Throughout their career, deSouza has engaged with historical events, works of literature, and cultural figures, which provoke a reexamination of seemingly central cultural values, often embraced by their sharp sense of wit. deSouza has also explored, poetically, their personal but universal notions of time, aging and death and how memory and photography are both formed and transformed over time, and at times allowing even the coexisting of our past and present.
“In deSouza’s work, hair and dirt become metaphors for these things, collapsing the distance between the time in which the original slides were taken and in which deSouza used them, suggesting that history and memory are merely detritus of life, mediate d by experience and loss.

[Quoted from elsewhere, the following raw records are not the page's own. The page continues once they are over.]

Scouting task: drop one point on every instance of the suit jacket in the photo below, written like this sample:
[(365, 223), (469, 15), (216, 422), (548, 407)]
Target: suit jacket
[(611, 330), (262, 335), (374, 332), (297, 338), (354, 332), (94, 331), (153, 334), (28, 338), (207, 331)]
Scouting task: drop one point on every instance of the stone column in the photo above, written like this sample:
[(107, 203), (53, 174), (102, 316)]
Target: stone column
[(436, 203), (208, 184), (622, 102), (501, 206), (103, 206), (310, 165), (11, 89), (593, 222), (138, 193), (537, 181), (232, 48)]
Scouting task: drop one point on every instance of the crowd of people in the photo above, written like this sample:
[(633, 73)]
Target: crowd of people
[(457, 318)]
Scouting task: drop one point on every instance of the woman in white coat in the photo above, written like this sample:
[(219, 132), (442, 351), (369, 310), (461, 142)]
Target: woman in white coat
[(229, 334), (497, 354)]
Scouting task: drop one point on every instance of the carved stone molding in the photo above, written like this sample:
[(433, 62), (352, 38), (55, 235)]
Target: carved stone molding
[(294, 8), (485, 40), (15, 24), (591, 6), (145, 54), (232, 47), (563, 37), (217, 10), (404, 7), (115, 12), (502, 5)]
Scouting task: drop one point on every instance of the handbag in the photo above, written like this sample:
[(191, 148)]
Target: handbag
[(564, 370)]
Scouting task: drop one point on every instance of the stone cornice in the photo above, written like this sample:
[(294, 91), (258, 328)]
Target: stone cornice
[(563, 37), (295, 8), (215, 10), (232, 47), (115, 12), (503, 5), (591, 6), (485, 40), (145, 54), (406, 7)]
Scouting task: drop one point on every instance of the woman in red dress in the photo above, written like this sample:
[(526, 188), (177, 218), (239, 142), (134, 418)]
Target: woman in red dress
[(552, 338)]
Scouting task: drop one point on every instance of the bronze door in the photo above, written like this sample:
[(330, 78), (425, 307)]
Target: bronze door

But there is also nostalgia here: by updating the photos, deSouza attempts to merge his past and present, inscribing himself in the images by means of the slough of his daily life. By doing so, he subverts the attempt most of us make to preserve the past, and ultimately ourselves, against time and aging, insisting that life, and hence what we freeze in photographs, is physical.”
Modern Painters
"How do you commemorate the lives of loved ones who lived so fully and through so much? How do we retain an authentic sense of them after they’ve gone? DeSouza didn’t offer us any neat answers. But through their handling of materials with an approach that is both deft and playful, they showed us that even the barest or most vexed of human traces can make fitting, if haunting, memorials."
Artforum
“deSouza directs us towards the malady of modern
existence: exile, diaspora, dislocation.”
OKWUI ENWEZOR
Al-An deSouza’s works have been exhibited extensively including at The Pompidou Centre, Paris; Moderna Museet, Sweden; Mori Art Museum, Japan; Johannesburg Art Gallery, South Africa; Hayward Gallery, UK; International Center of Photography, NY; Stedelijk Museum, The Netherlands; Museum Kunst Palast, Germany; Museo Tamayo, Mexico; Memphis Brooks Museum, TN; Museum for African Art, NY; Smithsonian Museum, DC; Philadelphia Museum of Art; Gwangju Biennale, Korea; 3rd Guangzhou Triennale, China; Yerba Buena Center for the Arts, SF; Fowler Museum, LA; Blaffer Art Museum, TX; and Krannert Art Museum, Champaign, IL. In 2011, on an invitation by The Phillip’s Collection, deSouza created The World Series in response to Jacob Lawrence’s Migration Series, and their work was subsequently featured in a solo exhibition at the museum along with Lawrence’s works. They recently were featured in an expansive solo at The Johnson Museum at Cornell University, NY.
Al-An deSouza was born in 1958 in Nairobi, Kenya to immigrant parents of Indian descent and grew up in the United Kingdom. They graduated from the Bath Academy of Fine Art, England with a BA in Fine Art, participated in the Independent Study Program of the Whitney Museum of American Art in New York and obtained their MFA in Photography from UCLA, Los Angeles. deSouza’s publications include “How Art Can Be Thought: A Handbook for Change” in which they examine how art is discussed, valued and taught within a politicized global culture while in their novel Ark of Martyrs the artist pens a fictional rewrite of Joseph Conrad’s 1899 novel Heart of Darkness blending poetry, rap and prose through a contemporary prism.
Al-An deSouza lives and work in the Bay Area, California, where they are a professor in the Department of Art Practice at University of California, Berkeley.